Sejak terpilihnya menjadi Paus ke-266, Paus Fransiskus selalu menunjukkan pembaharuan. Karena sikapnya ini, maka pada 11 Desember lalu majalah TIME menganugerahi kepadanya gelar Person of the Year. Pembaharuan yang menjadi daya tarik Time adalah gagasannya soal transparansi keuangan. Transparansi ini mengisyaratkan adanya korupsi di tubuh Gereja. Akan tetapi selama ini kasus korupsi itu selalu ditutup-tutupi sehingga Gereja seolah-olah tampil sebagai lembaga yang bersih.

Aksi menutup-nutupi ini sudah menjadi kebiasaan umum yang berlaku puluhan, bahkan ratusan tahun. Paus Fransiskus tidak mau terikat dengan kebiasaan tersebut. Beliau melihat bahwa kebiasaan itu adalah buruk. Karena itu, beliau membongkarnya dengan menegakkan transparansi. Sebuah harapan agar kebijakan transparansi ini berlaku juga bagi Gereja universal, bukan hanya di Vatikan. Paus Fransiskus hanya merintis. Selanjutnya Gereja Lokal meneruskan kebijakan itu di lingkungannya.
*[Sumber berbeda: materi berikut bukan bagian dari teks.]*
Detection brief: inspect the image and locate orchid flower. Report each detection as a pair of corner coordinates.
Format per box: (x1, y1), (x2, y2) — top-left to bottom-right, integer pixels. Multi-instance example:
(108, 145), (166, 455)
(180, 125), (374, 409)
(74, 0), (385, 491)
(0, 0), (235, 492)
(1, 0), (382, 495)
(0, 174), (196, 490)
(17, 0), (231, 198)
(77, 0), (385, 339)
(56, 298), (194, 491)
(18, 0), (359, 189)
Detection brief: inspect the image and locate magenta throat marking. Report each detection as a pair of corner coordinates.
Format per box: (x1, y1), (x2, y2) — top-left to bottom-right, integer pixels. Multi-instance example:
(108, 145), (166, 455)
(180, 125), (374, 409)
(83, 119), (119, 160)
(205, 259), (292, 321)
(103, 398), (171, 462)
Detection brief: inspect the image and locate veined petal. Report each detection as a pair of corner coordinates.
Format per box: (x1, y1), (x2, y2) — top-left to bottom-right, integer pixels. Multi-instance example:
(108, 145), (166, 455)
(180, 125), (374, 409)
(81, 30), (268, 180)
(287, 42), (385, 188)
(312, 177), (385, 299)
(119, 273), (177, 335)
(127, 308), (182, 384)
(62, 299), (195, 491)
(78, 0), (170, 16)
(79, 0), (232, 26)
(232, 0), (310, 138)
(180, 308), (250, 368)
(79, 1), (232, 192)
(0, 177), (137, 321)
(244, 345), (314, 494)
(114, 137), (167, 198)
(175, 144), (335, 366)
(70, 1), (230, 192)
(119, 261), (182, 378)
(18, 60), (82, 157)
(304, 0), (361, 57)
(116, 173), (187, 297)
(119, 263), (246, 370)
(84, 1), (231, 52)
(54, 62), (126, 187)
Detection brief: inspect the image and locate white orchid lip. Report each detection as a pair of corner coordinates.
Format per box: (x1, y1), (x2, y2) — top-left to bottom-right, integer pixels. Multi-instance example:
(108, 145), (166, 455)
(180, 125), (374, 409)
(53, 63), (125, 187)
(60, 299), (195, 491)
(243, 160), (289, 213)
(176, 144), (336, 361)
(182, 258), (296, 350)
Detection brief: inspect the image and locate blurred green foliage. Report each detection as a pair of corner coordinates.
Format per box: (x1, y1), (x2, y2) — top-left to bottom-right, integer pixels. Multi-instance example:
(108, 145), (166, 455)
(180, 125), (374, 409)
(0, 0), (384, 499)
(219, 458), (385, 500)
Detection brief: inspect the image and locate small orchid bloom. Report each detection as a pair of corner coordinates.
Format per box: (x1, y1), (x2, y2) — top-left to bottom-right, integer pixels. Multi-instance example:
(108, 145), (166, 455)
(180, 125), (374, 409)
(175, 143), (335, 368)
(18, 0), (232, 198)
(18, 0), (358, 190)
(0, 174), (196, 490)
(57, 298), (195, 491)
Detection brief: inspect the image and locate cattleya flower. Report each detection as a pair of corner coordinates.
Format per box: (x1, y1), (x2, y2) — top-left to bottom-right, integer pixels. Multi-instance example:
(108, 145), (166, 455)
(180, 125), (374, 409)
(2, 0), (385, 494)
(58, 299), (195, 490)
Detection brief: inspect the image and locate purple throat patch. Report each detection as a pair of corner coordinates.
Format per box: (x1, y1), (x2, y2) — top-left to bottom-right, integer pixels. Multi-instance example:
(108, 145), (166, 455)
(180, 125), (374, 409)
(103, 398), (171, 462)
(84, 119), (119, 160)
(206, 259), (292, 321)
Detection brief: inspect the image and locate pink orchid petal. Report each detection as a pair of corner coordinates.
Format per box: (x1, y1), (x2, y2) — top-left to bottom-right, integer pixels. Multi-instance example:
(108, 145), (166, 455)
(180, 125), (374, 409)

Pembaharuan unik lainnya yang dilakukan Paus Fransiskus adalah tradisi mencuci kaki pada Hari Raya Kamis Putih. Tradisi ini sudah berlangsung selama berabad-abad. Namun yang biasanya terjadi adalah Paus mencuci kaki para rasul. Yang termasuk kriteria para rasul ini adalah pria dewasa, katolik dan orang yang dinilai baik. Hal ini sudah menjadi kebiasaan. Orang katolik, atau orang lain pada umumnya, tahu bahwa pada malam Kamis Putih, Paus akan mencuci kaki orang-orang tersebut.

Akan tetapi, sejak Paus Fransiskus terpilih, kriteria para rasul yang selama ini berlaku tidak dipakai, alias dilanggar. Karena itu, kita bisa melihat bahwa yang berperan sebagai rasul dalam tradisi pencucian kaki itu adalah orang-orang dari segala lapisan, baik dari segi umur, status, gender maupun agama; bahkan penjahat pun masuk kriteria baru. Maka, pada saat Paus Fransiskus melakukan tradisi cuci kaki pada malam Kamis Putih, kita melihat ada anak kecil (remaja), ada perempuan, ada penderita disabilitas, ada tahanan, dan ada orang islam. Sungguh di luar kebiasaan.

Itulah yang terjadi. Paus Fransiskus tidak mau terikat pada kebiasaan lama, sekalipun kebiasaan lama itu baik. Dengan melakukan hal yang baru ini, bukan berarti Paus Fransiskus mau mengatakan bahwa kebiasaan lama itu buruk atau salah. Dengan melakukan hal yang baru ini, Paus Fransiskus bukan mau menunjukkan pembaharuan ajaran atau tradisi, melainkan pembaharuan sikap dan nilai baru dari tradisi cuci kaki.

Dengan tradisi pencucian kaki yang baru, Paus Fransiskus mau memberi nilai baru para tradisi tersebut. Selama ini nilai yang diwartakan adalah pelayanan (tuan melayani hamba). Namun sekarang nilai barunya adalah keragamanan. Nilai lama tidak otomatis hilang dengan adanya nilai baru, melainkan mendapatkan tempat yang baru, yaitu pelayanan dalam dunia yang beragam. Di sini ada kesan keterbukaan atau penegasan ulang akan makna katolisitas dari Gereja, di mana Gereja, yang diwakili Paus, melayani semua orang dari segala lapisan dan golongan. Secara tidak langsung Paus Fransiskus mau menegaskan bahwa Gereja Katolik bersikap toleran terhadap siapa saja.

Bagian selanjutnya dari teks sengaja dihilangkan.